# Converting JSON Data to CSV Files

## Importing Libaries / Packages

In [1]:
import json
import pandas as pd
from creds import username, password
from sqlalchemy import create_engine
import psycopg2

## Creating Connection to Database

In [2]:
engine = create_engine(f'postgresql://{username}:{password}@localhost:5432/Yelp_DB')

## Importing Review Data

In [None]:
reviews = []
for line in open('yelp_academic_dataset_review.json','r',encoding='utf8'):
    reviews.append(json.loads(line))

In [None]:
reviews[1]

In [None]:
df = pd.json_normalize(reviews)
df.head()

### Doing basic analysis to see the shape, types, and max/min length of values.

In [None]:
df.shape

In [None]:
df.dtypes

Checking for max and min lengths of string data for analysis before creating tables in Postgres.

In [None]:
for col in df.columns:
    if df[col].dtype == 'O':
        print(f'Max length of {col}: {df[col].str.len().max()}')
        print(f'Min length of {col}: {df[col].str.len().min()}')

### Saving data to CSV file

In [None]:
df.to_csv('sample_review.csv',encoding='utf8',date_format='%s')

## Import User Data

In [None]:
users = []
for line in open('yelp_academic_dataset_user.json','r',encoding='utf8'):
    users.append(json.loads(line))

In [None]:
users[1]

In [None]:
df_users = pd.json_normalize(users)
df_users.head()

### Doing basic analysis to see the shape, types, and max/min length of values.

In [None]:
df_users.shape

In [None]:
for col in df_users.columns:
    if df_users[col].dtype == 'O':
        print(f'Max length of {col}: {df_users[col].str.len().max()}')

In [None]:
df_users.dtypes

### Saving data to CSV file

In [None]:
df_users.to_csv('sample_users.csv', encoding='utf8', date_format='%s')

## Importing Business Data

In [None]:
business = []
df_business = pd.DataFrame()
for line in open('yelp_academic_dataset_business.json','r',encoding='utf8'):
    business.append(json.loads(line))

In [None]:
business[0]

In [None]:
df_business = pd.json_normalize(business)
df_business.head()

### Doing basic analysis to see the shape, types, and max/min length of values.

In [None]:
df_business.shape

In [None]:
pd.set_option('display.max_columns', None)
df_business.columns

In [None]:
df_business.dtypes

### Removing features that are not necessary

In [None]:
df_business_dropped = df_business.drop(['hours','attributes','hours.Monday', 'hours.Tuesday','hours.Wednesday', 'hours.Thursday', 'hours.Friday', 'hours.Saturday', 'hours.Sunday'], axis=1)
df_business_dropped.columns

### Analyzing any NaN values

In [None]:
import seaborn as sns
sns.heatmap(df_business_dropped.isnull(),cbar=False, xticklabels=True)

All of the NaN values are concentrated in the attributes section of the dataset.
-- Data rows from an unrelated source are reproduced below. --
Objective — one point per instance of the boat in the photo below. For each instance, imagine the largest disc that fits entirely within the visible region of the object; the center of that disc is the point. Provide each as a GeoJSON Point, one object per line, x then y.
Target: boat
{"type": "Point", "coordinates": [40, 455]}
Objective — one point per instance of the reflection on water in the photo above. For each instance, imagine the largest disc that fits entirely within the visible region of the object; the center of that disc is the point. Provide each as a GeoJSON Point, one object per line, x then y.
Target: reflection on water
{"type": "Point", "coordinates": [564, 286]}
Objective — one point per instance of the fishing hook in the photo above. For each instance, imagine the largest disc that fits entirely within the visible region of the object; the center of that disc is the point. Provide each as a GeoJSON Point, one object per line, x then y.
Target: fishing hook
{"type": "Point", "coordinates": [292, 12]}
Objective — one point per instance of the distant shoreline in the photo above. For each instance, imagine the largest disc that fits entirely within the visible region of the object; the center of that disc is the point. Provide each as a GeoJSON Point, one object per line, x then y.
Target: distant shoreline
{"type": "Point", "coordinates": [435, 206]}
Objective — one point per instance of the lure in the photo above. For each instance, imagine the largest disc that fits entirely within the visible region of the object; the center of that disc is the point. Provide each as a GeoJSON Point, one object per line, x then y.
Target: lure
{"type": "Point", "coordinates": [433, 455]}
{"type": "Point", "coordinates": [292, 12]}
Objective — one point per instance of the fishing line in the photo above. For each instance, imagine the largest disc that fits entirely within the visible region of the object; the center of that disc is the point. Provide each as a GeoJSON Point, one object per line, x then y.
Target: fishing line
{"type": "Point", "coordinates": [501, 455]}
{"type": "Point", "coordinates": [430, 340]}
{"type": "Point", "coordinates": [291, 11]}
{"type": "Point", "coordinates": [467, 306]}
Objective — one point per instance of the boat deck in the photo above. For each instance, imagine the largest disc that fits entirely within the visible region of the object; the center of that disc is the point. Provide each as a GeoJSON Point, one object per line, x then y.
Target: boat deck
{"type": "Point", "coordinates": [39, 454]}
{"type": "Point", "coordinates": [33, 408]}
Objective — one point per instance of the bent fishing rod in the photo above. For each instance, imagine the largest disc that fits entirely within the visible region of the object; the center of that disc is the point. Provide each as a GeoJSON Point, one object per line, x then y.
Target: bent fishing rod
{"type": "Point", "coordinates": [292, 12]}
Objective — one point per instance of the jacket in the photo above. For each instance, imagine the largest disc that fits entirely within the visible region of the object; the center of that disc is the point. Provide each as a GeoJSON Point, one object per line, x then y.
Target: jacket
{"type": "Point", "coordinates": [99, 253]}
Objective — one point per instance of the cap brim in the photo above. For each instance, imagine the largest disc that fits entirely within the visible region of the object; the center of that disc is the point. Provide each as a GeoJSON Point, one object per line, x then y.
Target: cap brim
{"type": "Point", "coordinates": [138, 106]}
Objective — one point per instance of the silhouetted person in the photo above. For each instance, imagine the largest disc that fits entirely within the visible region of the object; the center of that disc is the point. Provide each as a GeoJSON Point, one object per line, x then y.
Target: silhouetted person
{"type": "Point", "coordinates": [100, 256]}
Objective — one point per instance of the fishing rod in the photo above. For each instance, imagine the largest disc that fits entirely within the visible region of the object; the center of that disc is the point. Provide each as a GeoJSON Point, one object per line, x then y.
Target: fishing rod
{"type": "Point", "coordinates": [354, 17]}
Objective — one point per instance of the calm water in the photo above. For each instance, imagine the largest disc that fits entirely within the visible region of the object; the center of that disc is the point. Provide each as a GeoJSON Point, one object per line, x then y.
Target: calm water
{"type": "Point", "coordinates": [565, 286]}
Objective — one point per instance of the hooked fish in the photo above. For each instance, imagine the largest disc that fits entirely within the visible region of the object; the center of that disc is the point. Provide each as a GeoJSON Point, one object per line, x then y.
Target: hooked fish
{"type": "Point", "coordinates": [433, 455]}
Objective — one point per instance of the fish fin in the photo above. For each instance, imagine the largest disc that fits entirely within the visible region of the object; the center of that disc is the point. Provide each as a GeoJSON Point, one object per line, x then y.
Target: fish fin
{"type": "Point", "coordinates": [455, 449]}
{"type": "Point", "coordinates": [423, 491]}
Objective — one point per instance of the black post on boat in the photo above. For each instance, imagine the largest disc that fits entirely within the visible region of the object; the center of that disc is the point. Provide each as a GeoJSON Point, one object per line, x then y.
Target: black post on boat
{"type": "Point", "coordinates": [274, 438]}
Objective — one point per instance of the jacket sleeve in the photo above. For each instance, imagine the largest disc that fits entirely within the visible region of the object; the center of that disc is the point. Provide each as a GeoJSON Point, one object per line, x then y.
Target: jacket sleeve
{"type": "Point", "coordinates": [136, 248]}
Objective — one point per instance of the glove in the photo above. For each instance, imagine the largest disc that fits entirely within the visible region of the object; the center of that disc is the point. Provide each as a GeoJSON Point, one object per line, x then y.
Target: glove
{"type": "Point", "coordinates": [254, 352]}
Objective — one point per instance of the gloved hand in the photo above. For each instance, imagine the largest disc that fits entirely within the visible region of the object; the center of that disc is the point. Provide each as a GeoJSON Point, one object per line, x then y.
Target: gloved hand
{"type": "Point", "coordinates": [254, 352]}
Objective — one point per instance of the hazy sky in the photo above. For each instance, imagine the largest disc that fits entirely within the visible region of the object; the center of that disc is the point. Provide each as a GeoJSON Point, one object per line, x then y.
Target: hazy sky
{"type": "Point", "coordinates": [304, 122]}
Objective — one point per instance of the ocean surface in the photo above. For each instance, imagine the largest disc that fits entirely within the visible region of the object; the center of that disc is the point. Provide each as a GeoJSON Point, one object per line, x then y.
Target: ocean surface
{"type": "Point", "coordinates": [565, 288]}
Also note that there is a significant amoujnt of NaN values after 'GoodForKids', these attributes are good canidate to be dropped.

### Renaming the attribute columns

In [None]:
new_column_names = {
    'attributes.RestaurantsTableService':'restaurants_table_service',
    'attributes.WiFi':'wifi',
    'attributes.BikeParking':'bike_parking',
    'attributes.BusinessParking':'business_parking',
    'attributes.BusinessAcceptsCreditCards':'business_accepts_credit_cards',
    'attributes.RestaurantsReservations':'restaurants_reservations',
    'attributes.WheelchairAccessible':'wheelchair_accessible',
    'attributes.Caters':'caters',
    'attributes.OutdoorSeating':'outdoor_seating',
    'attributes.RestaurantsGoodForGroups':'restaurants_good_for_groups', 
    'attributes.HappyHour':'happy_hour',
    'attributes.BusinessAcceptsBitcoin':'business_accepts_bitcoin',  
    'attributes.RestaurantsPriceRange2':'restaurants_price_range2',  
    'attributes.Ambience':'ambience',  
    'attributes.HasTV':'has_tv',  
    'attributes.Alcohol':'alcohol',  
    'attributes.GoodForMeal':'good_for_meal',  
    'attributes.DogsAllowed':'dogs_allowed',  
    'attributes.RestaurantsTakeOut':'restaurants_take_out',  
    'attributes.NoiseLevel':'noise_level',
    'attributes.RestaurantsAttire':'restaurants_attire',  
    'attributes.RestaurantsDelivery':'restaurants_delivery',  
    'attributes.GoodForKids':'good_for_kids',  
    'attributes.ByAppointmentOnly':'by_appointment_only',  
    'attributes.AcceptsInsurance':'accepts_insurance',  
    'attributes.HairSpecializesIn':'hair_specializes_in',  
    'attributes.GoodForDancing':'good_for_dancing',  
    'attributes.BestNights':'best_nights',  
    'attributes.Music':'music',  
    'attributes.BYOB':'byob',  
    'attributes.CoatCheck':'coat_check',  
    'attributes.Smoking':'smoking',  
    'attributes.DriveThru':'drive_thru',  
    'attributes.BYOBCorkage':'byob_corkage',  
    'attributes.Corkage':'corkage',  
    'attributes.RestaurantsCounterService':'restaurants_counter_service',
    'attributes.AgesAllowed':'ages_allowed',
    'attributes.DietaryRestrictions':'dietary_restrictions',  
    'attributes.Open24Hours':'open_24_hours'
}

In [None]:
df_business_renamed = df_business_dropped.rename(columns=new_column_names)
df_business_renamed.head()

In [None]:
for col in df_business_renamed.columns:
    if df_business_renamed[col].dtype == 'O':
        print(f'Max length of {col}: {df_business_renamed[col].str.len().max()}')
for col in df_business_renamed.columns:
    print(f'{col} - {df_business_renamed[col].dtypes}')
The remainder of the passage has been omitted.